One of the main goals of our review was to guide future systematic reviews. Several methodological characteristics, or lack thereof, may lead to challenges in conducting these kinds of (systematic) reviews, including the following: (i) follow-up time and its measurement (some trials measure outcomes, such as practice use, during [24, 43] and others after [44, 45] the intervention), (ii) reporting of baseline data (some trials report practice use only after the intervention), (iii) variation in the intervention itself between individuals and studies (especially common when using complex interventions), and (iv) heterogeneity in study outcomes. To address these issues rising from study design heterogeneity, future systematic reviews could (i) explore the potential heterogeneity in de-implementation interventions, study contexts, and study designs when planning the analysis (for instance, by using logic models) [46, 47], (ii) rely on high-quality reporting standards to describe the study characteristics that may affect the analysis and replication/implementation of the included interventions [48], and (iii) assess the applicability of the studies [46, 47].

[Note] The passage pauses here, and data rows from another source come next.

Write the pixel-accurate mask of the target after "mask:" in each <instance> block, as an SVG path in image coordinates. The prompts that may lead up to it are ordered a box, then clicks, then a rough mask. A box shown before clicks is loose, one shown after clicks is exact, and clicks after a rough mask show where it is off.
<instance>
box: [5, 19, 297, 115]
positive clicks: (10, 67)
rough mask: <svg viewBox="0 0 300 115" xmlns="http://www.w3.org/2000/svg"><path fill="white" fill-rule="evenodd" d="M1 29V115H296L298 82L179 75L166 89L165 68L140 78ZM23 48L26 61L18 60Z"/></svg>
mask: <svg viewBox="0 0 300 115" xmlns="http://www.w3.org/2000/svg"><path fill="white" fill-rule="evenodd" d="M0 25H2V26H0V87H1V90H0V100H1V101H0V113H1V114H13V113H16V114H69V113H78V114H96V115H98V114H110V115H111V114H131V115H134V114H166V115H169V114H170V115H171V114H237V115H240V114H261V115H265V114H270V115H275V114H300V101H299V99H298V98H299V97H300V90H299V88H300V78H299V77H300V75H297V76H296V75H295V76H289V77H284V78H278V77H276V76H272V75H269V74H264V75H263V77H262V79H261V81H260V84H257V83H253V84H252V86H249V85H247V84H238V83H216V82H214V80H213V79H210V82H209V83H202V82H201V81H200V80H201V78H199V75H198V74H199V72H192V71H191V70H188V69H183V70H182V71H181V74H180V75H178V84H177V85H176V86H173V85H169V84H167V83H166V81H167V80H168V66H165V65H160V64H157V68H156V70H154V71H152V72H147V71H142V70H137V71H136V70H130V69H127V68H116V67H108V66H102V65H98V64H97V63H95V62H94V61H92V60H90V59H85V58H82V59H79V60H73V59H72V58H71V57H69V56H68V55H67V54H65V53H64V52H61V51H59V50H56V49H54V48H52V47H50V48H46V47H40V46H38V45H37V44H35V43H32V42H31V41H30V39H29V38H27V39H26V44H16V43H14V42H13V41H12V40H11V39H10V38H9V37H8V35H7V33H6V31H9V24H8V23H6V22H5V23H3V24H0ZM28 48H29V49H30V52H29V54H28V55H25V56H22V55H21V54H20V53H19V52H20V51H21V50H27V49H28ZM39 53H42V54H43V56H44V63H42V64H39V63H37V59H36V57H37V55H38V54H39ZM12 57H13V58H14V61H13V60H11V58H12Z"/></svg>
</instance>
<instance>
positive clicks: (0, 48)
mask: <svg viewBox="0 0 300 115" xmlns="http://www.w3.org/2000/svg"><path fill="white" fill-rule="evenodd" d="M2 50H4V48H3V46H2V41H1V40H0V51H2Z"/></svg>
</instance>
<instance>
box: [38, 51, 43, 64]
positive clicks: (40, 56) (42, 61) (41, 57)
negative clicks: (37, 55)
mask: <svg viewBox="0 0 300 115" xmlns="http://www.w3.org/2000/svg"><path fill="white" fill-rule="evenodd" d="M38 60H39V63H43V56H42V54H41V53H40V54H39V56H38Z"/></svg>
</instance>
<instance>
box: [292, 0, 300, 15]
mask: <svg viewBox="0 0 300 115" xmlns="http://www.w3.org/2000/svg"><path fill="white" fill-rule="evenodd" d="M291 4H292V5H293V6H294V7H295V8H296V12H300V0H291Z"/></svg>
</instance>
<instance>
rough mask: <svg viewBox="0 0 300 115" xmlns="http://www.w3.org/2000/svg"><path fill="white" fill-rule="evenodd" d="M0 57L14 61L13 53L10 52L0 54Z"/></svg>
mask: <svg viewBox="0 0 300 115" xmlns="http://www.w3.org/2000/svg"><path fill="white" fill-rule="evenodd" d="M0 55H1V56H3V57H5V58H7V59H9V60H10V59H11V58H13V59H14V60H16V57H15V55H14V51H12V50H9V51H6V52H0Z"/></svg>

With increasing healthcare costs and limited resources, researchers and healthcare systems should focus on providing the best possible evidence on reducing the use of low-value care. Although we found increasing interest in de-implementation research, we also identified that many de-implementation RCTs use methods with high risk of bias. In general, low-quality methods increase research waste, and studies using such methods increase the risk of adapting ineffective de-implementation interventions. Failure to address these issues will emanate to patients, resulting in preventable harm and more use of low-value care.

Limitations

Our systematic review has some limitations. First, although the search was designed to be as extensive as possible, we may have missed some relevant articles due to heterogenous indexing of de-implementation studies. On the other hand, we found 227 RCTs, of which 149 had not been identified by any of the earlier systematic reviews (Additional file 1, eMethods 6 and eTable 3). Second, same risk of bias criteria could not be used for individual and cluster RCTs. This may have led to unintended differences in individual and cluster RCT assessment. Third, interventions within categories of our refined taxonomy may still substantially vary. This may limit the adaptability of the taxonomy.

Conclusions

This systematic scoping review identified 227 de-implementation RCTs, half published during the last decade and the other half during the three previous decades, indicating substantial increase in de-implementation research interest. We identified several areas with room for potential improvement, including more frequent use of simple intervention designs, more profound understanding and use of theoretical basis, and larger number of clusters in cluster trials. Addressing these issues would increase the trustworthiness of research results and replicability of interventions, leading to identification of useful de-implementation interventions and, ultimately, a decrease in the use of low-value practices.